Crude went from $80.44 a barrel Nov. 17 on the New York Mercantile Exchange to $91.51 on Dec. 23, Bloomberg News reported. It has traded in a narrow range of $88 a barrel to the low $90s since then, closing at $90.86 on Jan. 19.
“When diesel prices jump like this, the No. 1 thing that we immediately do is to ask for more money — pretty well insisting upon it — on jobs that we get from brokers,” Anthony Tomase, president of GetGo Transportation Co., Millbury, Ohio, told TT. “If they won’t give us more money to take care of the hike in diesel prices, we don’t take the job because we’ll lose money.

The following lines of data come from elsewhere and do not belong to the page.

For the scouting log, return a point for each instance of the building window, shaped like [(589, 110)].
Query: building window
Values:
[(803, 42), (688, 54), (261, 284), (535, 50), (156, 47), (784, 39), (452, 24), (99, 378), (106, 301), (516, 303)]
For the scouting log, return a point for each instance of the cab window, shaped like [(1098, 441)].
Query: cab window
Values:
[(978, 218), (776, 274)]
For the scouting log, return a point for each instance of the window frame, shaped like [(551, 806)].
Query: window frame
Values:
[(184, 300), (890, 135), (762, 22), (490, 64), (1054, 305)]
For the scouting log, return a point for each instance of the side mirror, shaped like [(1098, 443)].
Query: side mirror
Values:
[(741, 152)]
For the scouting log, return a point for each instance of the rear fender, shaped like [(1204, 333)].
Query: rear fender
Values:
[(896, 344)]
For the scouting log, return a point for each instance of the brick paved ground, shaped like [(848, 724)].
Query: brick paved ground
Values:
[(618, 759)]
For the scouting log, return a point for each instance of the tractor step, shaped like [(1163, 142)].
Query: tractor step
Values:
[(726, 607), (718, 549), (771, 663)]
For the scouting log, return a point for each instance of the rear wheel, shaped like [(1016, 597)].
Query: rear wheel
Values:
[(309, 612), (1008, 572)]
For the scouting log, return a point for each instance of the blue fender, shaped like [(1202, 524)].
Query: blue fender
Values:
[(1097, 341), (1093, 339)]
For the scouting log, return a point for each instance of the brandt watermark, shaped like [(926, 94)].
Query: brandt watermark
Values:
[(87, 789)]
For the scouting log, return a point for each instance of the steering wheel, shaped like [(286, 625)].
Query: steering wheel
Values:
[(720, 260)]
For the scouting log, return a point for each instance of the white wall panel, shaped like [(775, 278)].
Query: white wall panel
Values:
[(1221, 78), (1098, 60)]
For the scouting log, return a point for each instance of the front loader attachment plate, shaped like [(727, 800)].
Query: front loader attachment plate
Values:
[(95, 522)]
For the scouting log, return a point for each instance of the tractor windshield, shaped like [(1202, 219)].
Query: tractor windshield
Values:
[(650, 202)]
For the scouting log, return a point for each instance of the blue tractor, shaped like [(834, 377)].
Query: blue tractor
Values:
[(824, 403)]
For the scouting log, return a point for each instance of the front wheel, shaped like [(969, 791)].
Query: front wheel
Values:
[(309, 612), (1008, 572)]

It’s as simple as that.”
Tomase said that, “For the most part, all brokers comply, except for the heavily traveled lanes such as east to west, because there is just not enough lane capacity.”
He added that GetGo also put more emphasis on increasing its freight loads from companies over brokers because companies pay increases in fuel surcharges more easily.
“We’ve also gone through the whole laundry list of fuel-saving practices with our drivers again,” Tomase said. “We’ve reminded them again about cutting down on idling time, on shutting down their trucks when they’re stopped, on going only to truck stops where we get the best fuel prices.”
He said that GetGo, which operates 29 tractors and 80 trailers, also was experimenting with electric blankets instead of auxiliary power units to keep drivers warm while sleeping.
“We’ve found they’re good down to a certain temperature, but they’re not effective once it gets really cold [down toward 0 degrees Fahrenheit],” Tomase said, noting the blankets work from the main engine’s battery supply.
“APUs are exorbitantly expensive for a company like ours, something like $9,000 to install one that has only a small heater,” Tomase said.
Michael Evans, executive vice president of business development for Atlas Oil Co., said more truckers have been “looking to lock in future prices or cap future prices right now, but they get interested when the market gets very volatile.”
Atlas Oil, based in Taylor, Mich., distributes diesel and gasoline to about 400 retail fuel stations and several thousand commercial customers, including trucking companies, in 23 states and offers fuel risk-management services.
“Usually, once the market does its crazy things, it’s too late to hedge or cap,” Evans said.
He said that Atlas advises its fleet customers to take a long-term approach to fuel buying.
“You have to be hedging for the right reasons,” Evans said. “If you’re trying to beat the market, that is the wrong reason. . . . Instead, the purpose is to lock in a margin of operating costs that comes from fuel.”
Evans said his successful customers “typically don’t lock everything in, but rather 50% or 75%, and then whether diesel rises or falls, it kind of balances prices out.”